現在のポップミュージックの世界が隆盛となってから、はや半世紀以上が過ぎている。ポップミュージックの世界を振り返ると、常に「時代を作る」アーティストが登場してきた。その源流はやはりビートルズだろう。ルーツ・ミュージックを、ポップ・ミュージックへと昇華させた彼らはまさに時代を作ったアーティストである。

アメリカでは、モータウンのプロデュースから自らのプロデュースによる楽曲制作へと舵を切ったマーヴィン・ゲイ、子供の頃からその才能を遺憾無く発揮したスティーヴィー・ワンダー。アイドルからの脱却を試み、大成功を果たしたマイケル・ジャクソンがいた。イギリスでは、ブリット・ポップという狂想曲の中でオアシスが確固たる地位を築いた。

これまで「時代を作ってきた」と思われるアーティストが、「時代に乗る」という選択を取る場合もある。筆者がそれを強く感じるのは、コールドプレイだ。

2000年にデビューした彼らは、レディオヘッドの再来とまで言われ、UKロックの新時代を築き始めた。デビューアルバムの「Parachutes」は繊細なメロディやサウンドが耳に残る極上のオルタナティブ・ロックアルバムだ。
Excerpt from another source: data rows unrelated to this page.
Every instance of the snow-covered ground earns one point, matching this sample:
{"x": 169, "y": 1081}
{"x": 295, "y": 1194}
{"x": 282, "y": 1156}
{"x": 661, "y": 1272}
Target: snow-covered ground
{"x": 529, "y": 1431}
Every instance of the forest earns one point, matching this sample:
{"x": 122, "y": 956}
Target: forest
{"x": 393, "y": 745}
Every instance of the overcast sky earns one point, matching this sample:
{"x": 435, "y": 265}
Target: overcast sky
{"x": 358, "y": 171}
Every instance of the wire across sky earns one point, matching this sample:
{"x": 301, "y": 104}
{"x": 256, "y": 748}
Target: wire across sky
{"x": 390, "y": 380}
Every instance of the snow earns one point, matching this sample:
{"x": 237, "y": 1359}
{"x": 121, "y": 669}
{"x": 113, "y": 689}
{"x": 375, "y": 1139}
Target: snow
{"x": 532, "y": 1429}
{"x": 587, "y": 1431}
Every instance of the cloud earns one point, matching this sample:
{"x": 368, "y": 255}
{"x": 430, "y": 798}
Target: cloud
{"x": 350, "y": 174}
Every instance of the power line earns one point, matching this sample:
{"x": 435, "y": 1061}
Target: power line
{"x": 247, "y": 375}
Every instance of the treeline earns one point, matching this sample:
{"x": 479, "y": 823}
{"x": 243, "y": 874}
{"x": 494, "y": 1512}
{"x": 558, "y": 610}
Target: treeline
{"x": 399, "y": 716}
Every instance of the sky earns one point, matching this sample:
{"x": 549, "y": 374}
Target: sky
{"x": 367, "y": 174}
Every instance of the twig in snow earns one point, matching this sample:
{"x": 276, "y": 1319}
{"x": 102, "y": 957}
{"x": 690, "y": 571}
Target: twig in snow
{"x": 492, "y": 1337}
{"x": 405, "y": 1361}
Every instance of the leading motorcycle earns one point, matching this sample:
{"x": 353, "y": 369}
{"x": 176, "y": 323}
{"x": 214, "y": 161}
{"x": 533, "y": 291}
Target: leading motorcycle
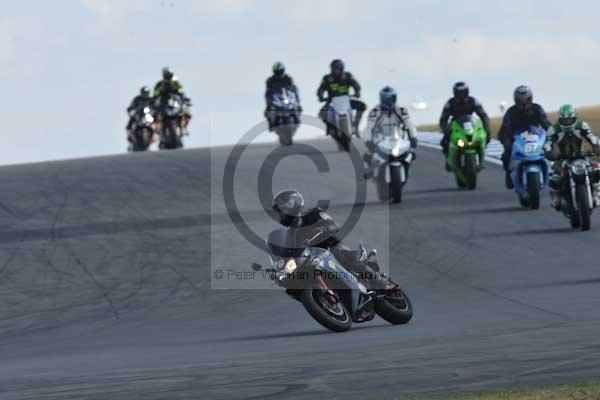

2枚目の「A Rush Of Blood To The Head」や3枚目の「X&Y」も、同じ軸の上にどっしりと腰を据えて、彼らの音を築き上げていた。そんなコールドプレイが、「時代の作り手」から「時代の乗り手」に変化を始めたのが、アルバム「Viva La Vida」だろう。コールドプレイらしさが無くなったわけではない。しかし。「Life In Technicolor」や「Lovers In Japan」、「Viva La Vida」といった、新しいコールドプレイ像を探し始めた楽曲が多く収録された。そして、それは大ヒットした。さらに、「Lost!」という楽曲では、アルバムに収録されたバージョンとは別に、ラッパーのJay-Zとコラボしたバージョンもある。時代はまさにHIP HOP隆盛の時を迎えようとしていた時期である。コールドプレイ自身もデビューから8年が過ぎていた。もちろん変化は必要になってくるが、愚直に自分たちのスタイルを「これ!」と固定するか、もしくは柔軟に変えていくのか。コールドプレイは後者を選択したのだ。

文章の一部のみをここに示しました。